Jonathan Lang writes:
> I've just been rereading the recent discussions, and I noticed something
> that I missed the first time: 
> 
> Larry Wall wrote:
> > Traits are not definitional but rather operationally defined in the 
> > worst way.  That's why traits are renegade roles.  They don't play by 
> > the rules.
> 
> In other words, a trait effectively has an "installer" routine which
> gets run whenever you apply it to a particular object (that is, "is
> const" calls const::INSTALL or something of the sort).  
> 
> I've been trying to puzzle out what the distinction between roles and
> traits is so that I can understand why traits need to be handled
> differently than roles are - in particular, I was thinking in terms of
> why traits don't fit into the "order of precedence" for method calls
> (that is, class || role || superclass).  If I'm right about the
> installer, the answer would seem to be that the trait gets to choose
> (by means of the installer) where it fits into said chain, if at all -
> it could insert itself into the class's ISA list, tell the class to
> treat it as a role, or maybe even wrest control from the class,
> effectively treating the class definition as a role or superclass of
> its own and then masquerading as the class to outsiders (effectively
> putting itself ahead of the class in the order of precedence chain).
> Or it could do none of the above, thus requiring its namespace to be
> explicitly referenced if you want access to any of its methods or
> attributes.  
> 
> The point is that - if I'm understanding the current thoughts on the
> subject - the difference between a trait and a role is that a trait's
> interaction with a class is programmable.  How am I faring?  

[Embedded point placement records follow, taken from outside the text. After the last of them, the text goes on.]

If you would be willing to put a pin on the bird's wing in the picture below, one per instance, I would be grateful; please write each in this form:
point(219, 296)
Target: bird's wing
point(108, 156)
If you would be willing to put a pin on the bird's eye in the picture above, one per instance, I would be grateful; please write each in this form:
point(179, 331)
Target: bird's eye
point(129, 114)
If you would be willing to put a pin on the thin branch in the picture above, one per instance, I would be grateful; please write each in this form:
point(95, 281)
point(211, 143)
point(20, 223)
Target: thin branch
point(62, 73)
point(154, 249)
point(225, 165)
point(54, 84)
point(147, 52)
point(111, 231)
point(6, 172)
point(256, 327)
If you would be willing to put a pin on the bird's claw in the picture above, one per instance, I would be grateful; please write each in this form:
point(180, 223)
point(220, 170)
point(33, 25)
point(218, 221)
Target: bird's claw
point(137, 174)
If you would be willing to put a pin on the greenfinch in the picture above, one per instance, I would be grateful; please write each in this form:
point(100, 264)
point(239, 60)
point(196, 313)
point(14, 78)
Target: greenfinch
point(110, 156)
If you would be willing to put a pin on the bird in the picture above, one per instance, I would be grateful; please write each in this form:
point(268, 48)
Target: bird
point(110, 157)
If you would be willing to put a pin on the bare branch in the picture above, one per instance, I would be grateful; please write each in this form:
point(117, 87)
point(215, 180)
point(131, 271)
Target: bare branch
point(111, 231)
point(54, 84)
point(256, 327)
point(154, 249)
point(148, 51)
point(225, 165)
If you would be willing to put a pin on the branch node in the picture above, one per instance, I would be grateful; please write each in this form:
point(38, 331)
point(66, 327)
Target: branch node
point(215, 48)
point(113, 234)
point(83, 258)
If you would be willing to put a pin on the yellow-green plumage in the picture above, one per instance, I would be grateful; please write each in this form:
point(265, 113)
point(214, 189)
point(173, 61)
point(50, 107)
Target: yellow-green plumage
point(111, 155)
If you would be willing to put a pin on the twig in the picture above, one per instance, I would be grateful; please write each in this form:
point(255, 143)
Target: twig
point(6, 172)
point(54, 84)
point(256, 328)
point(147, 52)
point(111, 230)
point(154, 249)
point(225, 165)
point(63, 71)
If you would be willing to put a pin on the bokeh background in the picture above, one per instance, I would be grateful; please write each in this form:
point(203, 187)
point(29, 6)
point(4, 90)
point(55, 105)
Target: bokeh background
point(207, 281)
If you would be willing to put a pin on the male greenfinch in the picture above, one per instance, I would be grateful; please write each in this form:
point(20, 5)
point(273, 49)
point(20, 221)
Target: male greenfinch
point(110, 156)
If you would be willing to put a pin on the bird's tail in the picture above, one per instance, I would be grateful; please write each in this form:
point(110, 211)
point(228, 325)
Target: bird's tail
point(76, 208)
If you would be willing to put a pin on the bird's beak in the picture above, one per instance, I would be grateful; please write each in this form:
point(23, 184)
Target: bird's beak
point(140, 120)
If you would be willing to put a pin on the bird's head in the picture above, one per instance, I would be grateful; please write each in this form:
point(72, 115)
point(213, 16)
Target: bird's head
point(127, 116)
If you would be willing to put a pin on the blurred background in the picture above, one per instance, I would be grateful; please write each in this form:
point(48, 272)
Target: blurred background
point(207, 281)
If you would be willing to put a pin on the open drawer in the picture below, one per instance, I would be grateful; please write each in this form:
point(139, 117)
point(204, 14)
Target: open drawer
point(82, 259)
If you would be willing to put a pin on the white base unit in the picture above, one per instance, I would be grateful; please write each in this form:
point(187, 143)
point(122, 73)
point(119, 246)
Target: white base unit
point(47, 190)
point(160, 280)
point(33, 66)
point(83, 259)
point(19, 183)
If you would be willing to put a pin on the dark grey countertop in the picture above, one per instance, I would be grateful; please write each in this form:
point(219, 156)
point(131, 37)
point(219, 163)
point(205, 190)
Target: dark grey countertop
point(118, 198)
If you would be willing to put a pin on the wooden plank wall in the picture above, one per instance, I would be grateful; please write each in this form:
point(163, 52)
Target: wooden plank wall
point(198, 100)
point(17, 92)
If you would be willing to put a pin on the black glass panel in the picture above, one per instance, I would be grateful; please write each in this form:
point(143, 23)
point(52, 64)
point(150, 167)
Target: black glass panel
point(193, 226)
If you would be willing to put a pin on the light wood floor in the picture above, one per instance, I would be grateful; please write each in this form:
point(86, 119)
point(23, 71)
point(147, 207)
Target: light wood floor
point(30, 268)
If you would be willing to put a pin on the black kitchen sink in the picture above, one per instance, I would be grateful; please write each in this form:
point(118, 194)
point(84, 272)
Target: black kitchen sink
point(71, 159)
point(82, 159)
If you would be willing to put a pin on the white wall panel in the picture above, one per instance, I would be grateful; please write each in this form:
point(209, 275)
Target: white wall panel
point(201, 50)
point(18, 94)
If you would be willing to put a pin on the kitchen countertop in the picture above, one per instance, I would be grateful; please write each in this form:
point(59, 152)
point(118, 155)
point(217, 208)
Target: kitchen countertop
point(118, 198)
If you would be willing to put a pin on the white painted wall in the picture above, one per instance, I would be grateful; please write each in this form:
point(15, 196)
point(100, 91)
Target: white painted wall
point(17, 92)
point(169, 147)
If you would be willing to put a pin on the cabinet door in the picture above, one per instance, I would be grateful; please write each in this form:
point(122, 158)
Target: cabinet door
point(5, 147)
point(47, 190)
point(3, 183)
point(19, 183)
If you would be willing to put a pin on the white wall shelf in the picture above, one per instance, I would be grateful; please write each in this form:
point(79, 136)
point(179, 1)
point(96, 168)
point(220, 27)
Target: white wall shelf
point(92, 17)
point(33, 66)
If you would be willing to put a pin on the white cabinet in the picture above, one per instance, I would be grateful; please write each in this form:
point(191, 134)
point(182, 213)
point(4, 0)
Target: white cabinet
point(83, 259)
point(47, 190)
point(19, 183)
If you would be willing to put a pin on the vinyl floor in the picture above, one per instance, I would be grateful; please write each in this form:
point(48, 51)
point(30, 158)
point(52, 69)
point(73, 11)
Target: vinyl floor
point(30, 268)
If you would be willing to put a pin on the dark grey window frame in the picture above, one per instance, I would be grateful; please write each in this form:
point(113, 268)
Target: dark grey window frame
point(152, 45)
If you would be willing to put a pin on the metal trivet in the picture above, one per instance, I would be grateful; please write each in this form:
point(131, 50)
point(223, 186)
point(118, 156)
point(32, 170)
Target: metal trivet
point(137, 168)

That seems to be it.  A trait, from the user's perspective, is something
declarative that happens other than inheritance or role composition.  If
you're wondering why roles aren't unified with traits, it looks like a
linguistic thing.  We only have so many naming conventions.

Traits are the catch-all of encapsulated behavior.  You put something
that happens behind a name, and it does what it needs to in order to
fulfill its duty.  For the things more specific, there are concepts more
specific.

I think traits are a brilliant idea though.  If you're going to hack,
it's nice to have a standard way to encapsulate the hack.